İnşaat sektörü ve kalkınma

İnşaat sektörü, diğer sektörlere göre ekonominin hareketlendirilmesi ve hızlı para döngüsünün oluşturulması bakımından en dinamik sektör.

60 civarında ana ve 100’ü aşkın alt sektörü de tetikleme özelliğine sahip.

O yüzden de ülkemizde hem 80’li yıllardaki liberal ekonomi hamlelerinin hem de AK Parti iktidarının gözdesi olan bir sektör.

Ancak esas önemli olan ülke kalkınmasında oynayacağı rol.

Bu rolü belirleyen de sektörel yükselişin sürdürülebilir olup olmaması.

Neden-sonuç ilişkisi ile bakınca konu anlaşılıyor.

Mevcut tablo şu:

Türkiye İstatistik Kurumu’nun bu yılın başında yayınladığı İnşaat Maliyet Endeksine göre bile durum iç açıcı değil. Buna göre, inşaat maliyet endeksi, 2022 yılı Ocak ayında bir önceki yılın aynı ayına göre yüzde 79,91 artmış. Ayrıca bir önceki yılın yine  aynı ayına göre malzeme endeksi yüzde 98,20, işçilik endeksi yüzde 41,02 artış göstermiş.

***

Yönetilebilir para politikaları, reel faiz oranları ve enflasyon hedeflerinin öngörülebilir olması; sizi kırılgan ekonomi girdabından kurtarır.

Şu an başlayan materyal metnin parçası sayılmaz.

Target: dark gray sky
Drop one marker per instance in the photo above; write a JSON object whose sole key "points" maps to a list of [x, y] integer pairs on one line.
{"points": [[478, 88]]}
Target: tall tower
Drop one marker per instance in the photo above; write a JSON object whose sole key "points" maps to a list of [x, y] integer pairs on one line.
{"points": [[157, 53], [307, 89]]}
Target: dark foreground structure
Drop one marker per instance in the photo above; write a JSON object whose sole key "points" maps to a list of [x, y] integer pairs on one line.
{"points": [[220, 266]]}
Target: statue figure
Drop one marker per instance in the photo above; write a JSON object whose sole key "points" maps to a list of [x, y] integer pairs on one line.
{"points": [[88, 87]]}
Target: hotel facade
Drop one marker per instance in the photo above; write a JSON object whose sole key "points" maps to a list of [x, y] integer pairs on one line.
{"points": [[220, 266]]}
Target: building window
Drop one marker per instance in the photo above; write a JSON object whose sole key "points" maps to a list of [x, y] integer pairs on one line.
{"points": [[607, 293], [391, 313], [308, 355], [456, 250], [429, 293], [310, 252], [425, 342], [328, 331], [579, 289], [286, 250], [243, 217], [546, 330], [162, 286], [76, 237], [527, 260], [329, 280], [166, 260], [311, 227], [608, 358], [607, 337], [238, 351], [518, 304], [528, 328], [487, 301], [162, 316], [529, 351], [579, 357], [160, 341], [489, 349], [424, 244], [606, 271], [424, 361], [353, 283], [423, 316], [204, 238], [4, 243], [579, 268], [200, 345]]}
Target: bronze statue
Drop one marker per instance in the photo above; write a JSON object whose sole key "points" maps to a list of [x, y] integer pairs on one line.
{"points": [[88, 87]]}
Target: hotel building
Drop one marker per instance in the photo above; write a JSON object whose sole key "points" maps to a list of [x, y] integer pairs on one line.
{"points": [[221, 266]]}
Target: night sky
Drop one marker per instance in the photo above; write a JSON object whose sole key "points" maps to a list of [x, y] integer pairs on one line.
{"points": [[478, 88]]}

Ne var ki siyasi sorunları aşmak için ekonomiyi kısa vadeli karar ve uygulamalar ile yönetmek kırılganlığını arttırıyor.

Dövizin dünya piyasalarına açık etkisini de göz önünde bulundurduğunuzda durumun vahameti artıyor.

Çünkü ‘her şeyimiz’ dışa bağımlı!

Sektörel başarı ve ihtiyaçların karşılanmasını sürdürülebilir olmaktan çıkaran etkenler bunlar.

İnşaat sektörünün bir önemli avantajı, hiç doymayan bir iştaha sahip.

Gerek kamu yatırımları, gerekse konut alanındaki talep artışı sektörü canlı tutsa da verimliliğini düşürmüş durumda.

Konut üretiminde, maliyetler artmaya devam ediyor.

Artan nüfus, konut talebini de artırmaya devam ediyor.

Bu da beraberinde konutların satış fiyatlarında ‘hiper’ artışa neden oluyor.

Böylelikle satışlar düşüyor.

Ve tüm alt sektörlerin krizi giderek derinleşiyor.

Bu krizi yıllar önce öngören bazı ekonomistler hain ilan edilip sesleri kısıldığından beri, yeni bir şey söyleyen olmadı.

Şimdilik “2023 te Lozan’ın son bulmasını” bekleyenlerin iyimserliği ile beklemedeyiz.